Steve remembers hearing Columnist Terry McCrann ask, “Why do taxpayers have to fund this ‘huge free lunch’ that is the NDIS?” Steve’s response:
“Mate, yuu can have my free lunch if you’ll have my disability. If we can improve the employment of people with disability by 10 per cent, we would save the economy $43billion a year. We’d pay for the NDIS if they just did what the bloody hell we ask them to.”
It’s great to have the opportunity to acknowledge people here despite the forgotten thank you on the day.
Thanks to VCOSS and Disability Advocacy Victoria who auspice DARU and are very supportive of this event generally but have been particularly encouraging with the unique Rights retrospective presentation.
A huge thanks to Sarah for doing an amazing job as MC to get in depth informative interviews with such tight time limits and also for her wonderful production of the new “Rights under the UN Convention” that premiered at this conference.

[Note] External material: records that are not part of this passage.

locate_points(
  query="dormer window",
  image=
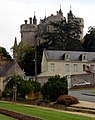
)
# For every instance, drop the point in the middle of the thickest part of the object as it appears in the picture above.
(67, 56)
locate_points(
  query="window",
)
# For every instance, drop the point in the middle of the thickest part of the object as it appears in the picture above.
(92, 67)
(52, 66)
(84, 67)
(67, 67)
(67, 56)
(75, 67)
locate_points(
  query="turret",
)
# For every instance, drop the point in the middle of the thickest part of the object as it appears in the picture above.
(34, 20)
(15, 49)
(70, 15)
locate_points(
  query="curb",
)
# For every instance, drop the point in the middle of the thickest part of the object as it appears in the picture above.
(88, 94)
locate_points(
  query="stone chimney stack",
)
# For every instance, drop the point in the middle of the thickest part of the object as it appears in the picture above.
(30, 20)
(25, 21)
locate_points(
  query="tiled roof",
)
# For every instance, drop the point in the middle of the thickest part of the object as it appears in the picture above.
(74, 55)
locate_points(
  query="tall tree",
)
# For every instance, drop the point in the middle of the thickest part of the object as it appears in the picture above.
(66, 36)
(89, 40)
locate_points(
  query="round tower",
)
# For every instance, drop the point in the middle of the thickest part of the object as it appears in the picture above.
(28, 31)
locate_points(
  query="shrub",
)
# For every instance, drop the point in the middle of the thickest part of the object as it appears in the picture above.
(54, 87)
(67, 100)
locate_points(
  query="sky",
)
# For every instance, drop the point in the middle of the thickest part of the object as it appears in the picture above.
(14, 12)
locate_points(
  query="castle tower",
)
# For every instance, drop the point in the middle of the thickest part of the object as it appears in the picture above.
(34, 20)
(71, 18)
(27, 31)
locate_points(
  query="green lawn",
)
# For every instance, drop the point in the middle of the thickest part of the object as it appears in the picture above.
(43, 113)
(3, 117)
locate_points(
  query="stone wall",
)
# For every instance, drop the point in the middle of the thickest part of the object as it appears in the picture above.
(82, 77)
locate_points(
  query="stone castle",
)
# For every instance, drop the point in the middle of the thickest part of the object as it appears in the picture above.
(29, 29)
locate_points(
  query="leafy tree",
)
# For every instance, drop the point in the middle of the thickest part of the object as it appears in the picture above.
(55, 87)
(5, 53)
(23, 87)
(26, 59)
(89, 40)
(66, 36)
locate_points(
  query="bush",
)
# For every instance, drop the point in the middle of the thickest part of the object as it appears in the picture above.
(54, 87)
(67, 100)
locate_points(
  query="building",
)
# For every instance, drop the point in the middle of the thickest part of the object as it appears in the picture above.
(29, 30)
(67, 63)
(7, 70)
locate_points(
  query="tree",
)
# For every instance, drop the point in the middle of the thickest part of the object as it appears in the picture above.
(5, 54)
(23, 87)
(26, 58)
(55, 87)
(66, 36)
(89, 40)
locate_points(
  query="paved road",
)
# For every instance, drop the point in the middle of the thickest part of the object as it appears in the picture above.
(80, 96)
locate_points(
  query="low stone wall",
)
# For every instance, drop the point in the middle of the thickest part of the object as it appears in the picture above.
(16, 115)
(82, 77)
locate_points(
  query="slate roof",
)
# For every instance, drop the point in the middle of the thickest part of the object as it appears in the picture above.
(74, 55)
(4, 68)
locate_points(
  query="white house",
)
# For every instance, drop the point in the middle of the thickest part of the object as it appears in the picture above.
(65, 63)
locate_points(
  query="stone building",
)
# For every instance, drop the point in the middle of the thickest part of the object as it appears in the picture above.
(7, 70)
(29, 30)
(68, 63)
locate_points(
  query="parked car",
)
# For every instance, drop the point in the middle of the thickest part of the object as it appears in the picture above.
(82, 83)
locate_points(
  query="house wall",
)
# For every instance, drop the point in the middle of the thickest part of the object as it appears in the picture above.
(60, 69)
(82, 77)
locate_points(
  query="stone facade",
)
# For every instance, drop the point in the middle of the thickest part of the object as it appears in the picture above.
(29, 30)
(67, 63)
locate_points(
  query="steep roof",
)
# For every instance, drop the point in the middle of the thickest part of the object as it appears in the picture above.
(74, 55)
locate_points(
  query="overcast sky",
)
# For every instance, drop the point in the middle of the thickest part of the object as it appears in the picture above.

Thanks also to the other movie makers who were involved with putting together the music video clips. Sophie Siegl was responsible for the “Crazy Train” footage and Jason Stacy, the Rights Tough drummer did the others. Jason’s gentle persistence and enthusiasm for the project kept things ticking along and it was a pleasure working with him on this.
Thanks to the planning committee who didn’t stymie any ideas and particularly the SARU team who handed themselves over as slaves, working away in the background. Great expo too!
NAB, we couldn’t have done it without you. The facilities team couldn’t do enough for us and NAB Alliance Catering were a delight to work with.